O conselho federal Antonio Corrêa de Lacerda iniciou sua fala com o cenário internacional. “A visão dominante pós anos 1990 era de globalização. A localização industrial partia do pressuposto de que era possível diminuir o custo aumentando a margem dos produtos e que seria possível terceirizar a produção suja, passando para a periferia do capitalismo as atividades mais poluentes”, comentou. “Depois várias crises trouxeram questionamentos sobre a globalização financeira, mas ela resistiu”.

“A pandemia de Covid-19 vulnerabilizou as cadeias internacionais. Várias delas se mostraram insuficientes para prover as nações com recursos necessários ao enfrentamento. Mesmo o Brasil, que caiu na lógica da liberalização, de que seria possível se abastecer, viu que não seria possível obter produtos e equipamentos de proteção individual”, criticou o economista. “Mais recentemente temos uma reversão histórica do conceito de liberalização, com o objetivo de recolocação da produção”.

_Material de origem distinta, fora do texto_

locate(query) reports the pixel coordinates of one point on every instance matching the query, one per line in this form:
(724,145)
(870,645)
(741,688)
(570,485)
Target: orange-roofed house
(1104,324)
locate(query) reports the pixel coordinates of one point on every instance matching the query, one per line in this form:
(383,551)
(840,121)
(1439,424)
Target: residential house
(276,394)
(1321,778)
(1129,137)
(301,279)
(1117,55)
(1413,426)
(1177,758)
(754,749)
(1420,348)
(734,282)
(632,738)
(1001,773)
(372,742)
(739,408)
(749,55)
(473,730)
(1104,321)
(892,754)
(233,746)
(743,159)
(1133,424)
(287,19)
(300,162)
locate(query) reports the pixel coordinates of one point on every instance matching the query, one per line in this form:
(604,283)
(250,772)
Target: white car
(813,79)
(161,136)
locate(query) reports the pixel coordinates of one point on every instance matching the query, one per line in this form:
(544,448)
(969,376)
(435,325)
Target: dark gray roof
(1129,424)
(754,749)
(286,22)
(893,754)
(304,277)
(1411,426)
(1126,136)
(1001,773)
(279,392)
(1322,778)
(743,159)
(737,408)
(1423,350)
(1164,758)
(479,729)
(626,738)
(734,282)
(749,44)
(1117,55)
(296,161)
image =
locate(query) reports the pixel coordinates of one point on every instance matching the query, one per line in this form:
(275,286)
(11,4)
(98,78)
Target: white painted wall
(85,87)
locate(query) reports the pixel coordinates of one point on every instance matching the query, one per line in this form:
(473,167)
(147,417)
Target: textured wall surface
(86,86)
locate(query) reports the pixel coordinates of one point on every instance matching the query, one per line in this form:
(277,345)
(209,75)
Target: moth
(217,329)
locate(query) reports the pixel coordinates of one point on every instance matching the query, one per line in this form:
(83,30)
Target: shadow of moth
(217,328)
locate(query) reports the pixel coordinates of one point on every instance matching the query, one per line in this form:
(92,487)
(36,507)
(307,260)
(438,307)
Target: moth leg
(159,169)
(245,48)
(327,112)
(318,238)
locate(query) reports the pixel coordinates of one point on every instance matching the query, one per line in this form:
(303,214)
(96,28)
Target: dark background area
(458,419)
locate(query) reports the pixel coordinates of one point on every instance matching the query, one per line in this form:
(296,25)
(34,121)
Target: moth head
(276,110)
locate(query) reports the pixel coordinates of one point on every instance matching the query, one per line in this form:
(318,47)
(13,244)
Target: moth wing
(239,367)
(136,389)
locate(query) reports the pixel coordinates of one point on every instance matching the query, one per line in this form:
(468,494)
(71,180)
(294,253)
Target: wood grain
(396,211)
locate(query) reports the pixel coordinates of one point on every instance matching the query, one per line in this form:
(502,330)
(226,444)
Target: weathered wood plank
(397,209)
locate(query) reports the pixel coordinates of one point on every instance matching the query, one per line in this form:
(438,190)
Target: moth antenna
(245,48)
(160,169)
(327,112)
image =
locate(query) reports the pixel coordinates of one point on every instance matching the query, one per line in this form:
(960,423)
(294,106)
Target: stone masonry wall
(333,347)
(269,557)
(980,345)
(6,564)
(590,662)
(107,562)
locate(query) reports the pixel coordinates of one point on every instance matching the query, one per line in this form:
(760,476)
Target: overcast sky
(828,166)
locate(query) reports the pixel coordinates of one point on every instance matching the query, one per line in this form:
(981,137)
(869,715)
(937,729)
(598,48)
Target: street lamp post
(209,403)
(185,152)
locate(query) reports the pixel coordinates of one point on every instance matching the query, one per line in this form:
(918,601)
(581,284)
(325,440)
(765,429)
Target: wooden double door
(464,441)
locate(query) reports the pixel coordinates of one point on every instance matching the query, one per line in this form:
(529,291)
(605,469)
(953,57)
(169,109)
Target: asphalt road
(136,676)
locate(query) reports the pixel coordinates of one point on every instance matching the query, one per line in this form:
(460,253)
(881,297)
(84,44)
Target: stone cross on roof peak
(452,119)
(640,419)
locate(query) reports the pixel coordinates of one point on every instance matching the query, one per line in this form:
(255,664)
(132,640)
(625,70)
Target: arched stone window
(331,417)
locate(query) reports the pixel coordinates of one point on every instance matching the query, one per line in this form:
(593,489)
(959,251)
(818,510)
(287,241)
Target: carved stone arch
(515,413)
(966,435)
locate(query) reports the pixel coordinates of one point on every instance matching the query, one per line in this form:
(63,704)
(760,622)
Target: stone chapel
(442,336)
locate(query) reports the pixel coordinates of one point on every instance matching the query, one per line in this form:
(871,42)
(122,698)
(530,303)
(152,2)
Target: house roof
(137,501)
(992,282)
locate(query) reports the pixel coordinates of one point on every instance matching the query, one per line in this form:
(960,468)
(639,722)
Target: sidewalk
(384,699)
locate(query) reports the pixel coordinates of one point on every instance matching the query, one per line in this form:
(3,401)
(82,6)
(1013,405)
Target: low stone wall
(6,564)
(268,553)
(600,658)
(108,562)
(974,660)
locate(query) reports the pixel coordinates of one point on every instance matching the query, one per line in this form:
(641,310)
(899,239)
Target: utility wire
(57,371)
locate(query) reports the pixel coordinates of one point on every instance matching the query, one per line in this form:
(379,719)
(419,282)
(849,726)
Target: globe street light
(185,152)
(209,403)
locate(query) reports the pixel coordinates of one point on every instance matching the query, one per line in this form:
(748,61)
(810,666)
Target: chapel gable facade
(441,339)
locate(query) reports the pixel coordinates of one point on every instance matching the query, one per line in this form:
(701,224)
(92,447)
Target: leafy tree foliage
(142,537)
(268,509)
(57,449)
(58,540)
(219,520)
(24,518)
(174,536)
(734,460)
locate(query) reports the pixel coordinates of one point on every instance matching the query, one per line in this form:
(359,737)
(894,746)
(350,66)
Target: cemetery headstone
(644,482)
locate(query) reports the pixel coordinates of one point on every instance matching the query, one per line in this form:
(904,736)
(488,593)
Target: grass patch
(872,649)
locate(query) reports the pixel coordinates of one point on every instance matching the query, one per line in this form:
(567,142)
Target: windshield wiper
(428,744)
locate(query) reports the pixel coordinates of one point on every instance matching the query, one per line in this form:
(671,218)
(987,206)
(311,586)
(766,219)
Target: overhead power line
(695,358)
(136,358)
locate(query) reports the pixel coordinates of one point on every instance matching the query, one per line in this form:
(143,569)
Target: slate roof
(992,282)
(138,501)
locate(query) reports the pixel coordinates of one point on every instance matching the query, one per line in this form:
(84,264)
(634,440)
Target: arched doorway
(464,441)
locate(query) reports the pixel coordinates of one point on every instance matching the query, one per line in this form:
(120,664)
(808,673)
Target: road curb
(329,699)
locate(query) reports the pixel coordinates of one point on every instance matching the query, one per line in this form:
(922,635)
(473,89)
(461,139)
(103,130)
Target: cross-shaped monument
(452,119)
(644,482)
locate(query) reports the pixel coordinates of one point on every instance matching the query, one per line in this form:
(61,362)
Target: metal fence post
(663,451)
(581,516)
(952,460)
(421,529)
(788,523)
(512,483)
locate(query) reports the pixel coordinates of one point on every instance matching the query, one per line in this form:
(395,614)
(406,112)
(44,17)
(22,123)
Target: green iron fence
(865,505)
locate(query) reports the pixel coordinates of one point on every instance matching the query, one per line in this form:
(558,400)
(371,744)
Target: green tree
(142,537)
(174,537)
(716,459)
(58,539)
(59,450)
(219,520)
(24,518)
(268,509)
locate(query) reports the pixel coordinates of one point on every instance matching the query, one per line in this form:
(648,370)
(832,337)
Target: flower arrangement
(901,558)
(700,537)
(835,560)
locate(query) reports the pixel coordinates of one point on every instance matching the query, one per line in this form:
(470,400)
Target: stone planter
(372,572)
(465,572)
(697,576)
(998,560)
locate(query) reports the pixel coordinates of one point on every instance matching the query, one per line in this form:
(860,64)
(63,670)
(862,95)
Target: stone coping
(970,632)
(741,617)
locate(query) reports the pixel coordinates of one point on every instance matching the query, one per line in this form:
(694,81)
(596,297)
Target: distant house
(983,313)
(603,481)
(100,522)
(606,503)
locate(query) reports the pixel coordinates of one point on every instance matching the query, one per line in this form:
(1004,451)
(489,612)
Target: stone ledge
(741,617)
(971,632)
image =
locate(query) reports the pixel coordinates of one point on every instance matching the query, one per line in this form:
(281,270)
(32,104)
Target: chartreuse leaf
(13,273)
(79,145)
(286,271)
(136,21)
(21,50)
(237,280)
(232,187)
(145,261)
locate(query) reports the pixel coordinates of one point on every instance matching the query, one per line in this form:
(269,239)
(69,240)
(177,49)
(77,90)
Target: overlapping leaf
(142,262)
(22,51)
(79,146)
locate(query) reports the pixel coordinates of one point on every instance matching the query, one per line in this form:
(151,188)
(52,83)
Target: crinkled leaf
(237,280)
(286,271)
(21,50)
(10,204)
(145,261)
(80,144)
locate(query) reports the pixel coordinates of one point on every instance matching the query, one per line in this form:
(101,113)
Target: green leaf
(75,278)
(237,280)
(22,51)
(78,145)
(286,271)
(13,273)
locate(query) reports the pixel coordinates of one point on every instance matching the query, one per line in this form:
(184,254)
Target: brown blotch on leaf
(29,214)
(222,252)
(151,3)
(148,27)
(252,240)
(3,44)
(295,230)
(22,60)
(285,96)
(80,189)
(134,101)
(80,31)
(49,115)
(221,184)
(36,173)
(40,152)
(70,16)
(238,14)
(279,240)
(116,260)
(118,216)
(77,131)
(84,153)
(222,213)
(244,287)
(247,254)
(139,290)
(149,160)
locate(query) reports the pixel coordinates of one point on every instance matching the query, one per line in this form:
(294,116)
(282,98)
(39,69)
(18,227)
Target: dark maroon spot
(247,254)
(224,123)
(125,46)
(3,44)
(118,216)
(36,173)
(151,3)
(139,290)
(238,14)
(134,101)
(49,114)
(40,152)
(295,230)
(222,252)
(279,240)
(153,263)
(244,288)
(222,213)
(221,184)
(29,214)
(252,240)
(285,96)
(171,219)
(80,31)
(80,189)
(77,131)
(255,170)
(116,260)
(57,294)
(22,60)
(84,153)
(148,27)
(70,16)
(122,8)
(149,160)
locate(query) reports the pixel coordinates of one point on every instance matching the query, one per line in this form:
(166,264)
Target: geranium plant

Ao citar o quadro brasileiro, o economista mencionou um período (2003-2014) em que houve um crescimento na atividade econômica, com uma menor participação do Estado entre 2016-2022 e uma retomada de um projeto nacional no governo Lula 3. “Mas temos algumas restrições, como o conceito de que o Estado não pode gastar, além de uma meta de inflação irrealista e restrições fiscais”, observou. “Temos novos programas estruturantes e uma política industrial, que é algo que ainda sofre muito preconceito no Brasil. Não se desfaz em três anos uma destruição de décadas, mas há mudanças estruturais em curso, primeiro na tributação indireta. Além disso, temos a matriz energética mais limpa do mundo, com 50% de energias renováveis”.

XXVI Congresso Brasileiro de Economia

O Congresso Brasileiro de Economia ocorreu de 06 a 10 de outubro no Plaza São Rafael Hotel, em Porto Alegre, com o tema “Desenvolvimento Sustentável: Reconstrução, Desafios e Oportunidades”. O evento reuniu cerca de 50 especialistas e 500 participantes (online e presencial) em torno de grandes temas que impactam o futuro do país, como reforma tributária, mudanças climáticas, comércio internacional, agronegócio, desigualdades regionais, inovação, economia comportamental, educação financeira e o papel do Estado na neoindustrialização. A promoção foi do Cofecon, em parceria com o Corecon/RS.

O evento contou com o patrocínio do Banco Nacional de Desenvolvimento Econômico e Social (BNDES), Vero/Banrisul, Banco Regional de Desenvolvimento do Extremo Sul (BRDE), Monte Bravo Investimentos, Conselhos Regionais de Economia de São Paulo, Mato Grosso do Sul, Pernambuco, Paraná e Rio de Janeiro.